News

Ubisoft: Digital Games Aren't Profitable Enough

| 15 Feb 2011 16:52
image

Ubisoft's experiments with free-to-play games and social networking haven't paid off yet.

With videogame companies like Zynga flourishing without ever releasing any physical products, you'd think it'd be easy for more traditional publishers to jump right into the mix. Not so, says Ubisoft CEO Yves Guillemot, who recently talked about how digital games aren't bringing in much revenue for the company.

In this case, "digital games" refers to free-to-play titles and those found on social networks. Guillemot specifically mentioned two of Ubisoft's titles: CSI: Crime City and The Settlers Online. CSI: Crime City is a Facebook game where players solve crimes in the role of an investigator from the popular television show. The Settlers Online is a free-to-play browser version of long-running real-time strategy series The Settlers.

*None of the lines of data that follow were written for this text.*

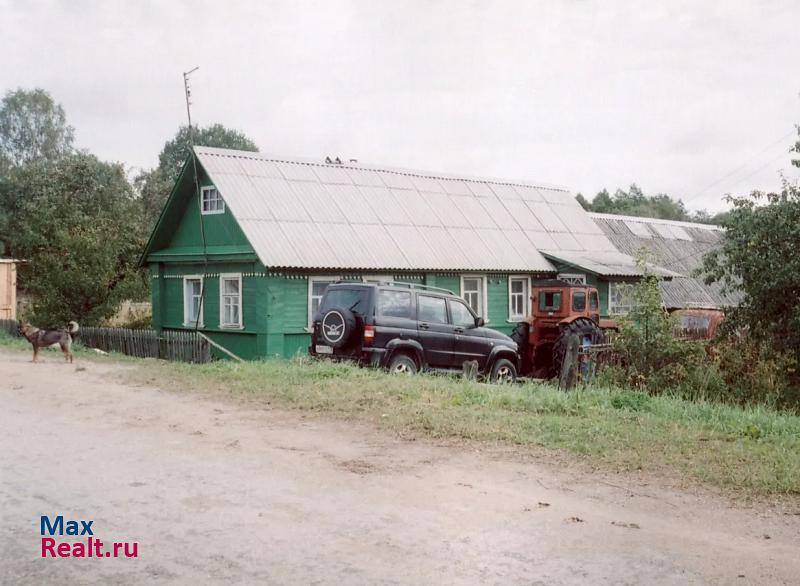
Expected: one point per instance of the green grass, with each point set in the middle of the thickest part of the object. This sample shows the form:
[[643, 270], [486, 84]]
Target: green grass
[[751, 450], [755, 450]]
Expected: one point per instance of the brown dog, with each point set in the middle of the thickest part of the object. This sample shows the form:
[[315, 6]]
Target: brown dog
[[44, 338]]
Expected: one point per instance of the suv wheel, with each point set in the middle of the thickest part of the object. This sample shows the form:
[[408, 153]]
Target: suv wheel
[[503, 372], [402, 364], [337, 326]]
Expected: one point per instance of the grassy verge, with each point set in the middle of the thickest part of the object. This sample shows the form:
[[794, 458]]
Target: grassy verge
[[752, 450]]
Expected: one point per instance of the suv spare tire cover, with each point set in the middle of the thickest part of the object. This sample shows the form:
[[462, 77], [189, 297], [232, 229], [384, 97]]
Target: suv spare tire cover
[[338, 325]]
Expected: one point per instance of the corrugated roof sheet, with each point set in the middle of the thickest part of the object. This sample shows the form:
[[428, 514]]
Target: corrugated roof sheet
[[607, 264], [677, 246], [307, 214]]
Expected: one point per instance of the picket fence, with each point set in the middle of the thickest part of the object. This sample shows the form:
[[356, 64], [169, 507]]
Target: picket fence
[[177, 346]]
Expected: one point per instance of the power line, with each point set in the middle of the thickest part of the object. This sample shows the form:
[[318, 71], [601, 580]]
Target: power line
[[744, 165]]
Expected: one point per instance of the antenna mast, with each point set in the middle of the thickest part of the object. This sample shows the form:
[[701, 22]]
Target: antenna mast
[[188, 91]]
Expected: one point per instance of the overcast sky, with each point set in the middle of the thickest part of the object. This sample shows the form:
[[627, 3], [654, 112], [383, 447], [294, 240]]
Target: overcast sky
[[694, 99]]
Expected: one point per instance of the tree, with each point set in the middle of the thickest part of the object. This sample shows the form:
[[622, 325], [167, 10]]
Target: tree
[[758, 256], [634, 202], [154, 185], [602, 203], [32, 128], [76, 227]]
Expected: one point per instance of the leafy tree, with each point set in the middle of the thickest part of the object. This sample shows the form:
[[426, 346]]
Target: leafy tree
[[635, 202], [76, 227], [32, 128], [758, 256], [154, 185], [602, 203]]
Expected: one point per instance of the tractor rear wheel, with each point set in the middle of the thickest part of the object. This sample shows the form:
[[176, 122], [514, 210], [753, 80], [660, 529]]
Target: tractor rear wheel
[[580, 327], [520, 336]]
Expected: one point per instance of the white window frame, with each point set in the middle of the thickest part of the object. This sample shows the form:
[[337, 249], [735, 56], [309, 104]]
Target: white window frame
[[222, 324], [207, 189], [483, 293], [526, 297], [377, 278], [574, 278], [201, 311], [614, 309], [311, 280]]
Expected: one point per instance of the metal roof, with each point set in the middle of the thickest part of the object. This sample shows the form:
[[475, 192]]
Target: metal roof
[[308, 214], [607, 264], [677, 246]]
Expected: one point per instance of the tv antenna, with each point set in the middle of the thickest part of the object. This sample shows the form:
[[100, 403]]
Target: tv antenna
[[188, 91]]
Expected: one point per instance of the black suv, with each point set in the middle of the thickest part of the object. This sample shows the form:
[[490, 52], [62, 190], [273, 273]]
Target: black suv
[[406, 328]]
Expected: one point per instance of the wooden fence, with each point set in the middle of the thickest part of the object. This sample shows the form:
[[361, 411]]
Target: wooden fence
[[177, 346]]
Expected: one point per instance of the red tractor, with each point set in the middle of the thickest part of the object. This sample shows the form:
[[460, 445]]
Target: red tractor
[[559, 311]]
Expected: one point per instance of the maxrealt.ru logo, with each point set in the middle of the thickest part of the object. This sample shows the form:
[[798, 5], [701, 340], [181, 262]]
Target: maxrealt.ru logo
[[88, 547]]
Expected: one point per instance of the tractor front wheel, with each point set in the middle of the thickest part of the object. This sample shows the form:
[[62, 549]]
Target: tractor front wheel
[[581, 327]]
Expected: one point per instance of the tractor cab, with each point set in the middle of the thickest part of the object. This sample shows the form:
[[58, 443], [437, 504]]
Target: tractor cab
[[558, 309]]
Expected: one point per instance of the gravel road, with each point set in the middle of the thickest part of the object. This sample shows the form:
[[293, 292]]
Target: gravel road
[[220, 492]]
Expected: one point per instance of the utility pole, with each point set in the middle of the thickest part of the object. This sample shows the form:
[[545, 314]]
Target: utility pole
[[188, 91]]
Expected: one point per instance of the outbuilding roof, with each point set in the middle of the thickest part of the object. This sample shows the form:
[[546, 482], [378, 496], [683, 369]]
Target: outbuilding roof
[[308, 214], [677, 246]]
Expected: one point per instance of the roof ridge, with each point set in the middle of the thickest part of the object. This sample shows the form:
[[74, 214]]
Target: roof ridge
[[380, 168], [647, 220]]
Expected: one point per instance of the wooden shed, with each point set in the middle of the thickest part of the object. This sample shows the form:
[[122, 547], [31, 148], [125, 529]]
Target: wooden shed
[[8, 288]]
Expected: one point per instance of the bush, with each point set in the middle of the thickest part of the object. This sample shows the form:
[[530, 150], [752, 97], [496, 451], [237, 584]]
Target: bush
[[734, 369]]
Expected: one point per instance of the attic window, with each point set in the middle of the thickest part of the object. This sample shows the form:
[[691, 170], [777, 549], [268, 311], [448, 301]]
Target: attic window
[[212, 200]]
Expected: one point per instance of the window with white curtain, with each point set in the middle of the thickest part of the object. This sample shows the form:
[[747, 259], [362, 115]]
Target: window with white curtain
[[473, 291], [518, 296], [193, 300], [230, 301], [620, 298]]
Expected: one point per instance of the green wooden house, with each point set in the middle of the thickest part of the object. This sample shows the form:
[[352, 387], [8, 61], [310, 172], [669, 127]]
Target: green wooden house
[[244, 250]]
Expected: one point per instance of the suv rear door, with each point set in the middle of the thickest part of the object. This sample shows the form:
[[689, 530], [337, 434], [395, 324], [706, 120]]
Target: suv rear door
[[435, 333], [395, 316], [469, 340]]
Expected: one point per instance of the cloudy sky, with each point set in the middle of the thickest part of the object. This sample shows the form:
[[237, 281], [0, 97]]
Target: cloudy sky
[[693, 98]]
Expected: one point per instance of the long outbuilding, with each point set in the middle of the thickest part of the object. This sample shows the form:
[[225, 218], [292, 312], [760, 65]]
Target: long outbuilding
[[677, 246], [247, 243]]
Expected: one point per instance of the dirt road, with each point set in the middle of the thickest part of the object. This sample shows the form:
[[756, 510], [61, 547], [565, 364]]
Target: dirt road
[[216, 492]]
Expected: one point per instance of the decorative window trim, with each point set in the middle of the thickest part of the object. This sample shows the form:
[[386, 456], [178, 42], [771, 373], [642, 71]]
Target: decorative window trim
[[484, 297], [217, 210], [526, 297], [613, 308], [311, 280], [222, 323], [186, 321], [574, 278]]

According to Guillemot, despite the quality of these games they're not earning enough money yet. CSI: Crime City has an average of 2 million monthly users, which the company is pleased with, but Guillemot thinks that more investment will be needed for digital games to truly bear fruit. Part of that investment includes launching them worldwide, as it plans to do with Settlers Online by bringing it to new markets in China and Russia.

Even Scott Pilgrim vs. The World, which was one of the biggest selling games on the PlayStation Network in the second half of 2010 in addition to XBLA sales, doesn't appear to be profitable enough for Guillemot. He says the cost of investment for many of these digital games may be higher than their returns.

However, Ubisoft is still positive about where this segment of the market is going, and plans to launch a new "digital initiative" in the next fiscal year that will improve on what has been done already. Guillemot's words are surprising, because you're used to hearing about how digital markets are earning cash hand-over-fist for publishers all over the world.